Version "I-toothpick": we define an "I-toothpick" to consist of two connected toothpicks, as a bar of length 2. An I-toothpick with length 2 is formed by two toothpicks with length 1. The midpoint of an I-toothpick is touched by its two toothpicks. a(n) is also the number of I-toothpicks after n-th stage in the I-toothpick structure. The I-toothpick structure is essentially the original toothpick structure in which every toothpick is replaced by an I-toothpick. Note that in the physical model of the original toothpick structure the midpoint of a wooden toothpick of the new generation is superimposed on the endpoint of a wooden toothpick of the old generation. However, in the physical model of the I-toothpick structure the wooden toothpicks are not overlapping because all wooden toothpicks are connected by their endpoints. For the number of toothpicks in the I-toothpick structure see A160164 which also gives the number of gullwing in a gullwing structure because the gullwing structure of A160164 is equivalent to the I-toothpick structure. It also appears that the gullwing sequence A187220 is a supersequence of the original toothpick sequence A139250 (this sequence).

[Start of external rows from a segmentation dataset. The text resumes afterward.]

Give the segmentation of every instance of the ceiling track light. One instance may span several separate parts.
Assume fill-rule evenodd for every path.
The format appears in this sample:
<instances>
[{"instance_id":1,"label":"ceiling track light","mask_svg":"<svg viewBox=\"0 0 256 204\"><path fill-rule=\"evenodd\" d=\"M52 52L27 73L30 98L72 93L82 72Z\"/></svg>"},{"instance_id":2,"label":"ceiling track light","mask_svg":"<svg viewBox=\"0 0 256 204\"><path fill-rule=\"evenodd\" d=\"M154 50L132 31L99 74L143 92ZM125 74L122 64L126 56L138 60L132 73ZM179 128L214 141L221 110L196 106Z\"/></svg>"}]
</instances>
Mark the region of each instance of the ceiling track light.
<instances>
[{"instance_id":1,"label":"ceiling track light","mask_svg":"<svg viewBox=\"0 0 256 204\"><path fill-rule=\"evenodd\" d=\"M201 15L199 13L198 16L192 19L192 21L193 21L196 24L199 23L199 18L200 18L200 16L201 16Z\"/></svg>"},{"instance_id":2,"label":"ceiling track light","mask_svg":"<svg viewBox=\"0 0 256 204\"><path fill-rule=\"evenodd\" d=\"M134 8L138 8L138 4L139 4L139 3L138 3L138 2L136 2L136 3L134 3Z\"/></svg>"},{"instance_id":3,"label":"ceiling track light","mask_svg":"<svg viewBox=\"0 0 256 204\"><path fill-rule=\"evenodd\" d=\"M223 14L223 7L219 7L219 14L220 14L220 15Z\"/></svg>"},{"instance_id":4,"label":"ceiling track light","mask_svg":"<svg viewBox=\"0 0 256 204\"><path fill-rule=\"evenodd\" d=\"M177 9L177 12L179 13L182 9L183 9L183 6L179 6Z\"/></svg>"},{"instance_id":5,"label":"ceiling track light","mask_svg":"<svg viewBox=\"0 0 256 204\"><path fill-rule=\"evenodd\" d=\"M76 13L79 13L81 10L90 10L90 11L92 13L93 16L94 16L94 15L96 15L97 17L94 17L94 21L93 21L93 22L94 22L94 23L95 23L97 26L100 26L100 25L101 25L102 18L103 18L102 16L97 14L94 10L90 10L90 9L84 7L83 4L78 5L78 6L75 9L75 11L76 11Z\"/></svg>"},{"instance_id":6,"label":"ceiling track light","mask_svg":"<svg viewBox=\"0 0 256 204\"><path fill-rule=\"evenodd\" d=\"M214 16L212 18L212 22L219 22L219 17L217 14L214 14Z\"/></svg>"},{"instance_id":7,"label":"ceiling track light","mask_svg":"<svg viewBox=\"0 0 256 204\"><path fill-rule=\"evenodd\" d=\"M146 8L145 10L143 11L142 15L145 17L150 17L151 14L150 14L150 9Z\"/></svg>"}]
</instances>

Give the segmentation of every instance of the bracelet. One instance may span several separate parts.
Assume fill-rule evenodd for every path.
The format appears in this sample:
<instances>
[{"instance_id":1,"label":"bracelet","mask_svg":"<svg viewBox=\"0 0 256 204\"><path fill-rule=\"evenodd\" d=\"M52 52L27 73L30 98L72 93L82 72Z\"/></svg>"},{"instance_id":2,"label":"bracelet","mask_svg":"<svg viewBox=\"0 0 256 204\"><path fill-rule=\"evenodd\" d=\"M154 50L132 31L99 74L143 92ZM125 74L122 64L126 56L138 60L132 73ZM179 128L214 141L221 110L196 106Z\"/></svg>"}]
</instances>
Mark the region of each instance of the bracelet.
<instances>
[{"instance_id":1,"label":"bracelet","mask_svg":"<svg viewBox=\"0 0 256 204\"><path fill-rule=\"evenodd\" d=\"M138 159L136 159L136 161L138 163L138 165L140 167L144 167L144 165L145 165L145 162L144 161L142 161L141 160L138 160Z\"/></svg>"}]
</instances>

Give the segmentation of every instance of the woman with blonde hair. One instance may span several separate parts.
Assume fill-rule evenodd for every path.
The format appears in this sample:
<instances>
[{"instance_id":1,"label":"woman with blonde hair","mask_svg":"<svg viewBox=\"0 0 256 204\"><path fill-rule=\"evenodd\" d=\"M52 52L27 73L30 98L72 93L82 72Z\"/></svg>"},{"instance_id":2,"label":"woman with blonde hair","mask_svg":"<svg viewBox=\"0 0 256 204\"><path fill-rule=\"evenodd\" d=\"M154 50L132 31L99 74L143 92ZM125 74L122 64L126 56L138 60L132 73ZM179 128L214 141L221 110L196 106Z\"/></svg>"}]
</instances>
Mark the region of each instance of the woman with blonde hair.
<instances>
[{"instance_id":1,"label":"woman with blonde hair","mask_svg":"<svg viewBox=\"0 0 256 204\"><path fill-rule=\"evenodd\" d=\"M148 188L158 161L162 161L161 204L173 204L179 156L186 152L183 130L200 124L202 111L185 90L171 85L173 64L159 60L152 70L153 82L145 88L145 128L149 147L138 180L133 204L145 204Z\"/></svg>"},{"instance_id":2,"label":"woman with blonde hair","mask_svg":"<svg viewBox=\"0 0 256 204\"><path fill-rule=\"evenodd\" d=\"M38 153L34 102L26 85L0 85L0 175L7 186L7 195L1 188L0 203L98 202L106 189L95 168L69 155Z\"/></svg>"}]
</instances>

For the connection with the Ulam-Warburton cellular automaton see the Applegate-Pol-Sloane paper and see also A160164 and A187220.

(End)

A version in which the toothpicks are connected by their endpoints: on the semi-infinite square grid, at stage 1, we place a vertical toothpick of length 1 from (0, 0). At stage 2, we place two horizontal toothpicks from (0,1), and so on. The arrangement looks like half of the I-toothpick structure. a(n) is also the number of toothpicks after the n-th. - Omar E. Pol, Mar 13 2011

Version "Quarter-circle" (or Q-toothpick): a(n) is also the number of Q-toothpicks after the n-th stage in a Q-toothpick structure in the first quadrant. We start from (0,1) with the first Q-toothpick centered at (1, 1). The structure is asymmetric. For a similar structure but starting from (0, 0) see A187212. See A187210 and A187220 for more information. - Omar E. Pol, Mar 22 2011

Version "Tree": It appears that a(n) is also the number of toothpicks after the n-th stage in a toothpick structure constructed following a special rule: the toothpicks of the new generation have length 4 when they are placed on the infinite square grid (note that every toothpick has four components of length 1), but after every stage, one (or two) of the four components of every toothpick of the new generation is removed, if such component contains an endpoint of the toothpick and if such endpoint is touching the midpoint or the endpoint of another toothpick. The truncated endpoints of the toothpicks remain exposed forever. Note that there are three sizes of toothpicks in the structure: toothpicks of lengths 4, 3 and 2. A159795 gives the total number of components in the structure after the n-th stage. A153006 (the corner sequence of the original version) gives 1/4 of the total of components in the structure after the n-th stage. - Omar E. Pol, Oct 24 2011

From Omar E. Pol, Sep 16 2012: (Start)

It appears that a(n)/A147614(n) converges to 3/4.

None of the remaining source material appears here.